A new draft of a national Indian block-chain strategy foresees the country introducing its own central bank digital currency, the digital rupee, and a national block-chain.
The National Institute for Smart Governance (NISG), a non-profit organisation affiliated with the Indian government, presented a draft national block chain strategy on 30 December 2019. However, the document was apparently only made public at a later date, as the Economic Times of India first reported on it today, 28 January.
Digital Rupee and National Blockchain
In the draft, the NISG proposes a “Central Bank Digital Rupee” (CBDR), which would be a digital currency operated on a government-owned block chain. The NISG “strongly recommends” that the Indian government and the country’s central bank jointly issue such a CBDR. According to the document:
“As an alternative to public block chains that run their own crypto-currencies, such as Ethereum, we strongly recommend that the Government and Central Bank of India introduce a Central Bank Digital Rupee (CBDR), which would be run on a public but centrally controlled block chain that would be able to process transactions through a virtual Turing machine, so that decentralized apps would also run on this platform.”

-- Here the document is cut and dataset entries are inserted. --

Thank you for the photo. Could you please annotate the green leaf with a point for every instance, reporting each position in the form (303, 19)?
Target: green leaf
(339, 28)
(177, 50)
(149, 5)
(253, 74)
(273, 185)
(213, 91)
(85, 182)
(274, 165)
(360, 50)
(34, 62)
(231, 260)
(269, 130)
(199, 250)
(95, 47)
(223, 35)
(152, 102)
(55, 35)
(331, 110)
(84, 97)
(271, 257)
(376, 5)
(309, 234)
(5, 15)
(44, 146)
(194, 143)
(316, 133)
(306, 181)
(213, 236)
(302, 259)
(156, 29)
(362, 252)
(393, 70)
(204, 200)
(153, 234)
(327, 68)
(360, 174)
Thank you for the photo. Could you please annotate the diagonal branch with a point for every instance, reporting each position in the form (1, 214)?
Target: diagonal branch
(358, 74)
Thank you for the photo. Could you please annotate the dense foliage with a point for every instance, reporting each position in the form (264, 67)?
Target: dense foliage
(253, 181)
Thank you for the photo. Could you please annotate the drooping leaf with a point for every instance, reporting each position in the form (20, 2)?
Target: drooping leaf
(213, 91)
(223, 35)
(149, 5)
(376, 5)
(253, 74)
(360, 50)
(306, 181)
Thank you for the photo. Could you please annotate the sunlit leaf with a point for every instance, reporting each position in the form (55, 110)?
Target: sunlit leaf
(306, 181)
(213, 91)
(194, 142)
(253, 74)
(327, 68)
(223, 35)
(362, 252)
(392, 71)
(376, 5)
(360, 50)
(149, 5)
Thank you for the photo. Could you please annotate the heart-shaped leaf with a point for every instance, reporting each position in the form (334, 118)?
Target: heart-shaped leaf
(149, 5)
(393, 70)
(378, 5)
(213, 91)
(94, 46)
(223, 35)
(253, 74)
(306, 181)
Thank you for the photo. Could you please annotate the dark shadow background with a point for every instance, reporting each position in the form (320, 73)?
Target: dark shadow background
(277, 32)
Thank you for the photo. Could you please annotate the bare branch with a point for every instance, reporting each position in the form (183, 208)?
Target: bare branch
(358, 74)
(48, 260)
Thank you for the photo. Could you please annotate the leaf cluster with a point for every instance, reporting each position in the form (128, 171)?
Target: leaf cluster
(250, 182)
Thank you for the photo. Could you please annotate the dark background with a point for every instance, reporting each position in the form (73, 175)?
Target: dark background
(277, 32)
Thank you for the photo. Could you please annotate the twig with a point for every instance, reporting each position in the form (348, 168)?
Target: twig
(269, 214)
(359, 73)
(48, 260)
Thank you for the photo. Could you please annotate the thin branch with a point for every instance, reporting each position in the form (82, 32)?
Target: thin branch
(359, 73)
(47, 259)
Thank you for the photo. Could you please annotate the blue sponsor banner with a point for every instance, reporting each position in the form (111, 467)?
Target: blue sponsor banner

Indian crypto industry needs legal clarity
In this context, the NISG also points out the legal hurdles facing the Indian block chain and crypto industry, as there is as yet no legal clarity. Accordingly, the organisation calls on the government and regulatory authorities to ensure greater legal clarity in the future by issuing official statements on the issues concerned, rather than just non-binding public statements.
“Public statements, whether through the press or in the form of speeches, are helpful, but are far from having the binding force of official statements. If a regulator wants to apply its laws in a new way, it must first inform the industry how it intends to do so.”
The organisation also recommends “regulation with kid gloves”, as the block chain industry in India is currently still in its early stages. According to the NISG, the current regulation is “too restrictive” and does not take into account the potential of the technology.
Central bank backs off on crypto ban
Today’s news comes just days after the Reserve Bank of India emphasized that there is no official crypto ban. Only financial institutions licensed by the Central Bank would be prohibited from offering crypto services themselves. As previously reported, in 2018 the Reserve Bank of India had banned financial institutions from providing services to crypto companies, which was tantamount to a crypto ban. To what extent the new “rectification” removes this is unclear.
The RBI had made the relevant statements at a court hearing before the Indian Supreme Court, as a consortium of crypto-companies had sued for the lifting of the “ban”.